Ada lagi Tenesha Farrar yang didiagnnosis kanker ovarium stadium tiga pada 2013. Ferrar telah memakai bedak di area kewanitaannya selama dua dekade. Nasib serupa dialami Gloria Ristesund yang didiagnosis kanker ovarium sejak 2011. Dia menggunakan bedak bayi J&J selama 40 tahun. Setelah melewati proses persidangan Pengadilan Missouri, J&J dihukum membayar ganti rugi 55 juta dolar pada sidang putusan 2 Mei 2016 lalu.
J&J kini harus menghadapi sekitar 1.200 gugatan terkait pemakaian talk pada wanita. Kalau 1.200 gugatan itu dimenangi oleh penggugat dengan hukuman ganti rugi rata-rata 55 juta dolar saja, maka J&J harus membayar 66 miliar dolar atau setara Rp858 triliun. Ini setara total laba perusahaan selama empat tahun.
BPOM Membantah
Ribut-ribut tentang kelalaian J&J ditangani dengan serius di Amerika. Bagaimana dengan negara lain? Belum ada kabarnya, termasuk di Indonesia.

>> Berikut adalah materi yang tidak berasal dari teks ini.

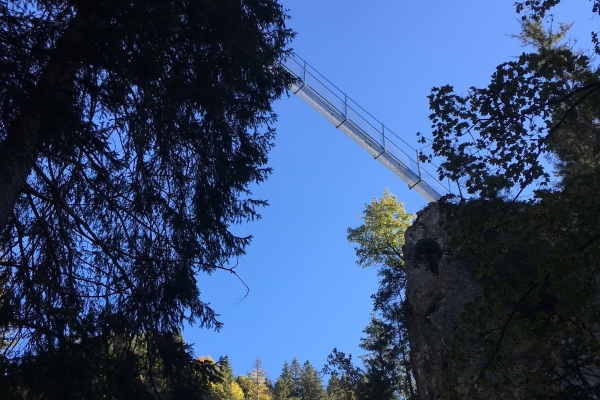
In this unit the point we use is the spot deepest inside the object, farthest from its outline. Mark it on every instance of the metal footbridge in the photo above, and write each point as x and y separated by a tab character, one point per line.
372	135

Hingga saat ini, belum ada satupun gugatan atau penelitian terhadap perempuan-perempuan penderita kanker ovarium di Indonesia yang dikaitkan dengan penggunaan talk.
Februari lalu, Badan Pengawas Obat-obatan dan Makanan (BPOM) malah mengeluarkan pernyataan yang membela produk talk milik J&J. “Bahwa masyarakat tidak perlu khawatir karena produk baby powder Johnson & Johnson yang ternotifikasi di Badan POM tidak mengandung bahan dilarang yang dapat memicu kanker,” tulis BPOM dalam siaran resminya.
Menurut BPOM, yang harus dilakukan perusahaan produsen kosmetik mengandung talk adalah menuliskan peringatan untuk menjauhkan produk tersebut dari mulut dan hidung anak-anak. Badan pengawas ini sama sekali tak menyinggung soal penggunaan bedak tersebut untuk kebersihan daerah kewanitaan.
Kesimpangsiuran ini tentu merugikan konsumen. Sementara peneliti-peneliti di Amerika menemukan hubungan antara penggunaan bedak bayi dengan kanker ovarium, badan di Indonesia malah membantah itu. Bantahan itu, entah sudah melewati penelitian, entah belum.